Pharmacokinetic interaction
Mirtazapine is extensively metabolized with the participation of CYP2D6 and CYP3A4 isoenzymes, and to a lesser extent with the participation of the CYP1A2 isoenzyme. The study of interaction in healthy volunteers showed that paroxetine, an inhibitor of the isoenzyme CYP2D6, does not affect the pharmacokinetics of mirtazapine in the equilibrium state. Introduction in combination with a potent inhibitor of the isoenzyme CYP3A4, ketoconazole increased the maximum plasma concentration and AUC of mirtazapine by approximately 40% and 50%, respectively. Caution should be exercised when using mirtazapine in combination with potent inhibitors of the CYP3A4 isoenzyme, HIV protease inhibitors, azole
antifungal drugs, erythromycin or nefazodone.Carbamazepine and phenytoin, inductors of the CYP3A4 isoenzyme, increased the clearance of mirtazapine by approximately half, which resulted in a 45-60% decrease in the plasma mirtazapine concentrations. When adding carbamazepine or other inducer of microsomal liver enzymes (eg rifampicin) to mirtazapine therapy, the dose of mirtazapine should be increased if necessary. When discontinuing treatment with such a drug, it may be necessary to reduce the dose of mirtazapine.

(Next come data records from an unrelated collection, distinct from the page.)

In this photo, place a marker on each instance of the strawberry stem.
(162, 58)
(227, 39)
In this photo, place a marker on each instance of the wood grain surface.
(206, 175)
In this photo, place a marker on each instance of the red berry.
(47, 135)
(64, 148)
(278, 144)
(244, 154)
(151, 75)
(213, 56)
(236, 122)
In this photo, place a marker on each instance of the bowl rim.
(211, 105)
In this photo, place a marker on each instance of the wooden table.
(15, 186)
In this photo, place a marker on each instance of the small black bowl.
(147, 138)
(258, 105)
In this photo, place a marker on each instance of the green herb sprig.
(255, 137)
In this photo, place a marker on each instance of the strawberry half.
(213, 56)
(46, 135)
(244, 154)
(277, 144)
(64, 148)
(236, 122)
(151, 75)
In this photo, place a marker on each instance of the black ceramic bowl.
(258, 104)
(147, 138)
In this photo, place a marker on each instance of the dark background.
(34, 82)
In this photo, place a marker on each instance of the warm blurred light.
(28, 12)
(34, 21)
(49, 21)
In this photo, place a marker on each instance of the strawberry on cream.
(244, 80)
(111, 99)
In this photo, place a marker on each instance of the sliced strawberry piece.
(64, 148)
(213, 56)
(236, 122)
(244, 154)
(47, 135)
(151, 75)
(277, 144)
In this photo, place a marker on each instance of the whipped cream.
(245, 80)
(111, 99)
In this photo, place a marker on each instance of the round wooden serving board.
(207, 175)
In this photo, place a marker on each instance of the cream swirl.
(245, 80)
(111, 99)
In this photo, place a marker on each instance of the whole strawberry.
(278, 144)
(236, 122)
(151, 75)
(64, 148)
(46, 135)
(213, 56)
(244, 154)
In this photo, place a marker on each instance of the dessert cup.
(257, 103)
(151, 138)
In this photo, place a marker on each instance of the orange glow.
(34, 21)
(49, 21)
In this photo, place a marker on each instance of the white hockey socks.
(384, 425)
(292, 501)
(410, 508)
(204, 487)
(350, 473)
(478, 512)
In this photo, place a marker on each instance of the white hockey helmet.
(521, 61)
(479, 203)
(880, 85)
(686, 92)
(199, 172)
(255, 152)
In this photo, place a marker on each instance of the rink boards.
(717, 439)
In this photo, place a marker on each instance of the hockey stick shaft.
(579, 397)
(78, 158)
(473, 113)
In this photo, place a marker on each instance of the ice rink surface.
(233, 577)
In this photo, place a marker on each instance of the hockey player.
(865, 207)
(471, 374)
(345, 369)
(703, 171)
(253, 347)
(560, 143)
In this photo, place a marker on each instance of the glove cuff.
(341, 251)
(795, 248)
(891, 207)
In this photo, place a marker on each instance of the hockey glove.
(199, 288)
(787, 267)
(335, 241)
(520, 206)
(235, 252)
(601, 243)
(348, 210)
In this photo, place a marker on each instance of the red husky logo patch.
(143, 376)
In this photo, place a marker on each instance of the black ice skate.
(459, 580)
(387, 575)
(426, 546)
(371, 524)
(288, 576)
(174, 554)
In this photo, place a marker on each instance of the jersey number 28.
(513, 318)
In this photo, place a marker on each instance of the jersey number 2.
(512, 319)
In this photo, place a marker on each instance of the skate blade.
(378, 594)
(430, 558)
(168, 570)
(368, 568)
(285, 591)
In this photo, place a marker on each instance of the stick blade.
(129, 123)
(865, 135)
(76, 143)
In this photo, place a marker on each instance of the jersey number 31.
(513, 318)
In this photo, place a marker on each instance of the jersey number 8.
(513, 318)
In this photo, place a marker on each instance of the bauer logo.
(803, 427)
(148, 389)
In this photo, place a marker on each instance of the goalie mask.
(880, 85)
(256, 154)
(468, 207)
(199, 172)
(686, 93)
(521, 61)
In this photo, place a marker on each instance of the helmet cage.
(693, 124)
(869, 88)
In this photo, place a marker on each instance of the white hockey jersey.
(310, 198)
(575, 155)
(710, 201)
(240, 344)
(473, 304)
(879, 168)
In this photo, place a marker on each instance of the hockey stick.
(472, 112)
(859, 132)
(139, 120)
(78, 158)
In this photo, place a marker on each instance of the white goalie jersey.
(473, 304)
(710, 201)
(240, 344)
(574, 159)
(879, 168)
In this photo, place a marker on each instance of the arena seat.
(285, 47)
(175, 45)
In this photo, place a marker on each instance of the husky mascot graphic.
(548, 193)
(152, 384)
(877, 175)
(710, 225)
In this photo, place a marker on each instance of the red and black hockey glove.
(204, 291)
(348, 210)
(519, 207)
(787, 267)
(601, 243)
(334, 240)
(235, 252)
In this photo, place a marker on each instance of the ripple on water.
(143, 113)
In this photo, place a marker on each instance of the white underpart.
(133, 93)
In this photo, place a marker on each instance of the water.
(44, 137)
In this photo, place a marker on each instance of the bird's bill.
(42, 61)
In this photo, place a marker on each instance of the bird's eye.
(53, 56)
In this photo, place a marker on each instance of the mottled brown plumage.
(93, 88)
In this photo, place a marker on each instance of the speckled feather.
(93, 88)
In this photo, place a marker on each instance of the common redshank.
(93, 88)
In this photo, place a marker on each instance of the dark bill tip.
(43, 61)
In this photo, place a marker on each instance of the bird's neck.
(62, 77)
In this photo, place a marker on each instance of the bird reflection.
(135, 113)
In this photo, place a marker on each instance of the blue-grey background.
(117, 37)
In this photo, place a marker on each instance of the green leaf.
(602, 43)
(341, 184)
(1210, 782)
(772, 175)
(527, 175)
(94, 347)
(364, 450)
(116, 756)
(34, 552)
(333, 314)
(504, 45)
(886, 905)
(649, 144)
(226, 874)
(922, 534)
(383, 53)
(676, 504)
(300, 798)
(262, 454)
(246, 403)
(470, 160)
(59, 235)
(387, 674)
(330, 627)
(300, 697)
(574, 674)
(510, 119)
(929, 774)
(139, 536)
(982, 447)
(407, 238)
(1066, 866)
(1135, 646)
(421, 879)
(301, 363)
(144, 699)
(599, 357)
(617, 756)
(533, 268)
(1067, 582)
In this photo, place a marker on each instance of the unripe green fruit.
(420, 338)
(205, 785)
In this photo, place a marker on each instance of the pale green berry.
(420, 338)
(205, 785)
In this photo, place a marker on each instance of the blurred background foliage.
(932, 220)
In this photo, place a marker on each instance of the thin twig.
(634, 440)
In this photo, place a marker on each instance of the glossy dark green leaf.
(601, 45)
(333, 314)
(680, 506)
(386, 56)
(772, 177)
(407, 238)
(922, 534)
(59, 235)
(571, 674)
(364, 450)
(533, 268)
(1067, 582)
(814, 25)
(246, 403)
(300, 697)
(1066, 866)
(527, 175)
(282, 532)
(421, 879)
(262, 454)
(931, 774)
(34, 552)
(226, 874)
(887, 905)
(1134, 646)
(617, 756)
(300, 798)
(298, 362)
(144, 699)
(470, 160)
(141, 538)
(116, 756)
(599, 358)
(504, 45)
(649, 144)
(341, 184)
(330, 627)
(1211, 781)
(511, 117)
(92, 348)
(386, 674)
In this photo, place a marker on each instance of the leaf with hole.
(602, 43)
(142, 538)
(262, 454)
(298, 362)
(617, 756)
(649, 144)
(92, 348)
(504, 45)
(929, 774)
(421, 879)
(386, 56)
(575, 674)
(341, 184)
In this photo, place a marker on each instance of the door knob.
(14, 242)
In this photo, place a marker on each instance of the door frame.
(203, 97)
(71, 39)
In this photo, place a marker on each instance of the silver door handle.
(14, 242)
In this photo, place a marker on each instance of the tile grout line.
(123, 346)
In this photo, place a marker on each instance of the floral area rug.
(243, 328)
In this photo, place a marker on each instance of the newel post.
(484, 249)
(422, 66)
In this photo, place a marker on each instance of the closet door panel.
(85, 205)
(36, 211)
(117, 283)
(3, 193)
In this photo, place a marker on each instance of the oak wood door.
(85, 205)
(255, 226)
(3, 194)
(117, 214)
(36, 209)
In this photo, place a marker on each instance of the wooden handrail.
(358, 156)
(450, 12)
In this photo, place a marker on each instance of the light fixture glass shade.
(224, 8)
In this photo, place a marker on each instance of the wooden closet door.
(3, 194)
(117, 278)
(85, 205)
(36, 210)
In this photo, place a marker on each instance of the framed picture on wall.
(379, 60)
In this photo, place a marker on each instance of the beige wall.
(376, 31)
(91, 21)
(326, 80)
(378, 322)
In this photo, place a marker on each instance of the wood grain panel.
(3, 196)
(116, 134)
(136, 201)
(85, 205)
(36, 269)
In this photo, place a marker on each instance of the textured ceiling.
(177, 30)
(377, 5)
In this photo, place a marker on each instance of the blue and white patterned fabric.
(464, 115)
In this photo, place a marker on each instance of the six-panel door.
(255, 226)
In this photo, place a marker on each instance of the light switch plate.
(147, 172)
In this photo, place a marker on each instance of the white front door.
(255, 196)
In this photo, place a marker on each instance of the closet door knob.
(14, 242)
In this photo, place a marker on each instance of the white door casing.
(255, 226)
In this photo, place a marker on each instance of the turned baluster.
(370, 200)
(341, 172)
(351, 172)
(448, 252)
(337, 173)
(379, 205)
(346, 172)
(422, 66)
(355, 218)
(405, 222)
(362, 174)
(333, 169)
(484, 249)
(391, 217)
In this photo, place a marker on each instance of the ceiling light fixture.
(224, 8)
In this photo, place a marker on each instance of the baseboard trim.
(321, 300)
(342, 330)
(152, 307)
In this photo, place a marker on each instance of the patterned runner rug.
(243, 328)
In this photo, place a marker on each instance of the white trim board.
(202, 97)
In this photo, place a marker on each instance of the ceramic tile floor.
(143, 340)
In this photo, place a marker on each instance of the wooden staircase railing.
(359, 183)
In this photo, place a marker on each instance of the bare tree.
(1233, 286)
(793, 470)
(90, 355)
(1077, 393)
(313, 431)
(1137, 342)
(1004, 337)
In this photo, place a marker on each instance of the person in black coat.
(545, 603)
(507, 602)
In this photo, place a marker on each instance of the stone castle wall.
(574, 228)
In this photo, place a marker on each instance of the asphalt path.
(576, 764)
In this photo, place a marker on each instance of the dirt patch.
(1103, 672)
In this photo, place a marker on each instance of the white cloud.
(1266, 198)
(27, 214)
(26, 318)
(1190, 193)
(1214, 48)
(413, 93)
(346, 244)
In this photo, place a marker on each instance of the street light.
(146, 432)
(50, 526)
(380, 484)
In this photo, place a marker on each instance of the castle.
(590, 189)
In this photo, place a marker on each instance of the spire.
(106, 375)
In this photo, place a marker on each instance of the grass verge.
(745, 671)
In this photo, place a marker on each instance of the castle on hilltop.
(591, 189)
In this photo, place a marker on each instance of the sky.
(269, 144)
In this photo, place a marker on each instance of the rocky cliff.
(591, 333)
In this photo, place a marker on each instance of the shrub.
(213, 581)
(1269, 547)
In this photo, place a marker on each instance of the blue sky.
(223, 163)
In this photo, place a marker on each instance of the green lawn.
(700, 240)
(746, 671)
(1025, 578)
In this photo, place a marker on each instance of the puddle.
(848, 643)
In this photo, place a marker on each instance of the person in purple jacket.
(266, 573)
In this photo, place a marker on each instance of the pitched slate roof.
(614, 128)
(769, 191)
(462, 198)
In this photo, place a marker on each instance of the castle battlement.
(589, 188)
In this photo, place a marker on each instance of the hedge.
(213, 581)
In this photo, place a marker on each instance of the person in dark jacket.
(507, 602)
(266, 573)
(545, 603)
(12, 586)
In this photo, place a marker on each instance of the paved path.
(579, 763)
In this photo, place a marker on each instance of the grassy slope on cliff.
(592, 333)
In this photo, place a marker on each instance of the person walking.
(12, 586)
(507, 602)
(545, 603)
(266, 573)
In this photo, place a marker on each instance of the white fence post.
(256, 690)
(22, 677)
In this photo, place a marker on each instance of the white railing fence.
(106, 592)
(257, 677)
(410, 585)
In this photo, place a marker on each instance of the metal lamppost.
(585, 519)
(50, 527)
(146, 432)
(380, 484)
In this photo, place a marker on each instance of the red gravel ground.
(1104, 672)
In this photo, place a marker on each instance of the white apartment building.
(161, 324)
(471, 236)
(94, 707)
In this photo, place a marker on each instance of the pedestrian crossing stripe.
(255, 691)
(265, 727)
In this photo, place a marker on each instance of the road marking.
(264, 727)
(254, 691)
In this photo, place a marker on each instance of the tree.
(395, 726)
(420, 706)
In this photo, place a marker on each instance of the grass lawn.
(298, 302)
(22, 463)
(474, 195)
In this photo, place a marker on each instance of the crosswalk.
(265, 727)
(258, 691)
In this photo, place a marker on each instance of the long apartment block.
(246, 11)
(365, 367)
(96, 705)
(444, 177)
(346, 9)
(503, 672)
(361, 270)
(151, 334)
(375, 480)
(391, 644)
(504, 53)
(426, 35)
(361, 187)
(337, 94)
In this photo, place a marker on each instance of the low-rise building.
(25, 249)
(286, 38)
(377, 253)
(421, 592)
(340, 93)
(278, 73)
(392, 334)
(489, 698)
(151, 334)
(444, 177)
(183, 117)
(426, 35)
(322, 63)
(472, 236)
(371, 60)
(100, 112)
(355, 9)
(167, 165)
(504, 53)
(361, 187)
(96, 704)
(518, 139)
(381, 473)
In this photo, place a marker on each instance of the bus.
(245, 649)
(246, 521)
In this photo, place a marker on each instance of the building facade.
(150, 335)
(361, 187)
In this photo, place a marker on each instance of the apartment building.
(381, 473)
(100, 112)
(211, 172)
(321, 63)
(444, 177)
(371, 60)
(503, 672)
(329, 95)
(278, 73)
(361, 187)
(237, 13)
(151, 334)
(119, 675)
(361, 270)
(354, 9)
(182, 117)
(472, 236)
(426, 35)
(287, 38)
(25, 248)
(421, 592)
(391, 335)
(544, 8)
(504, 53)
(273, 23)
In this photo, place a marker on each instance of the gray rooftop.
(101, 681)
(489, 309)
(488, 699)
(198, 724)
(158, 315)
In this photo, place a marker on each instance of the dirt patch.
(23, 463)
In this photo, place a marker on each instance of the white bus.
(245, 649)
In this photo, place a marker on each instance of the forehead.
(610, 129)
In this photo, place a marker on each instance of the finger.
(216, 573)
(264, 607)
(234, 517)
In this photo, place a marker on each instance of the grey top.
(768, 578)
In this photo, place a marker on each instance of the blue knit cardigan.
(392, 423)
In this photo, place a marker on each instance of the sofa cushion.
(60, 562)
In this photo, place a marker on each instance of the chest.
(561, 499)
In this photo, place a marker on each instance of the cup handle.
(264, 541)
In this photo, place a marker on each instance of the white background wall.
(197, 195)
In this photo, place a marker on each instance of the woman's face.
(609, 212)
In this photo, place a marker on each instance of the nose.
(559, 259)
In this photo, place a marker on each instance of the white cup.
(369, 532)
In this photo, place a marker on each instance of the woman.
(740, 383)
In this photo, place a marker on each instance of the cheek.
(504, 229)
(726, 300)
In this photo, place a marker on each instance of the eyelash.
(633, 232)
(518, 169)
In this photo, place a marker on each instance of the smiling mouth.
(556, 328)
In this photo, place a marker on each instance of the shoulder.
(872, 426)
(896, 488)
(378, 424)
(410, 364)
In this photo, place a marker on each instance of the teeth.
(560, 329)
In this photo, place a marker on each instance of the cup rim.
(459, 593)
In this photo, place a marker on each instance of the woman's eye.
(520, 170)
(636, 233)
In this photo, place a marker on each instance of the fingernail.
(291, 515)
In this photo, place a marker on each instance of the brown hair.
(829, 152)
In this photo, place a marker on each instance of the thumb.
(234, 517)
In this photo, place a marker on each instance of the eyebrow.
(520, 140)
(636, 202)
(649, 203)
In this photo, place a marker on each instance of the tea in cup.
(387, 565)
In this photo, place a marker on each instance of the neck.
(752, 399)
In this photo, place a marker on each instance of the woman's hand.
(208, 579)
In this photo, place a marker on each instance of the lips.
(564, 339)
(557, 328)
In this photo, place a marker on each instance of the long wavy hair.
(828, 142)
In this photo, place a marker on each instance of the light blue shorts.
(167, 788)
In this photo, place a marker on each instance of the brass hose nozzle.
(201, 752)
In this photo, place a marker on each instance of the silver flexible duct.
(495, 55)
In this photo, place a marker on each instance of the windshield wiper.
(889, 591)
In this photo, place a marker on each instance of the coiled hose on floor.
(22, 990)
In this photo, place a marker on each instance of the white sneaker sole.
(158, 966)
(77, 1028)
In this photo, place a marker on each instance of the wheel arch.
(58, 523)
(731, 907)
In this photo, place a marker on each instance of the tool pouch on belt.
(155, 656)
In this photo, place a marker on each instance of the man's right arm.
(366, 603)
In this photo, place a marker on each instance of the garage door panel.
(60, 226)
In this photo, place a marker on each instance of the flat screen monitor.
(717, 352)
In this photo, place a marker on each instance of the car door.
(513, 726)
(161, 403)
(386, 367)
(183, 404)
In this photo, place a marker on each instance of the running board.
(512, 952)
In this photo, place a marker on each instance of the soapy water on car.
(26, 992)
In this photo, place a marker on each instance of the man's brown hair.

When mirtazapine is used in combination with cimetidine, the bioavailability of mirtazapine may increase by more than 50%. The dose of mirtazapine, if necessary, should be reduced at the beginning of treatment in combination with cimetidine or increased when cimetidine is discontinued.
In studies on in vivo interactions, mirtazapine had no effect on the pharmacokinetics of risperidone or paroxetine (the substrate of the isoenzyme CYP2D6), carbamazepine (substrate of the isoenzyme CYP3A4), amitriptyline, cimetidine or phenytoin.
There were no significant clinical effects or changes in pharmacokinetics in humans when treated with mirtazapine in combination with lithium.
Pharmacodynamic interaction
Mirtazapine should not be used in combination with MAO inhibitors or within two weeks after discontinuation of treatment with an MAO inhibitor.
Mirtazapine can enhance the sedative properties of benzodiazepines and other sedatives. Caution should be exercised when prescribing these medicines together with mirtazapine.
Mirtazapine can enhance the depressive effect of alcohol on the central nervous system. Therefore, patients should be warned about the need to avoid drinking alcohol.
In the case of other serotonergic drugs (for example, selective inhibitors of serotonin and venlafaxine seizure) in combination with mirtazapine, there is a risk of interaction that may lead to the development of serotonin syndrome.
Mirtazapine at a dose of 30 mg 1 time / day caused a small but statistically significant increase in MHO (international normalized ratio) in subjects treated with warfarin. You can not exclude a more pronounced effect with a higher dose of mirtazapine. It is recommended to monitor MHO in case of treatment with warfarin in combination with mirtazapine.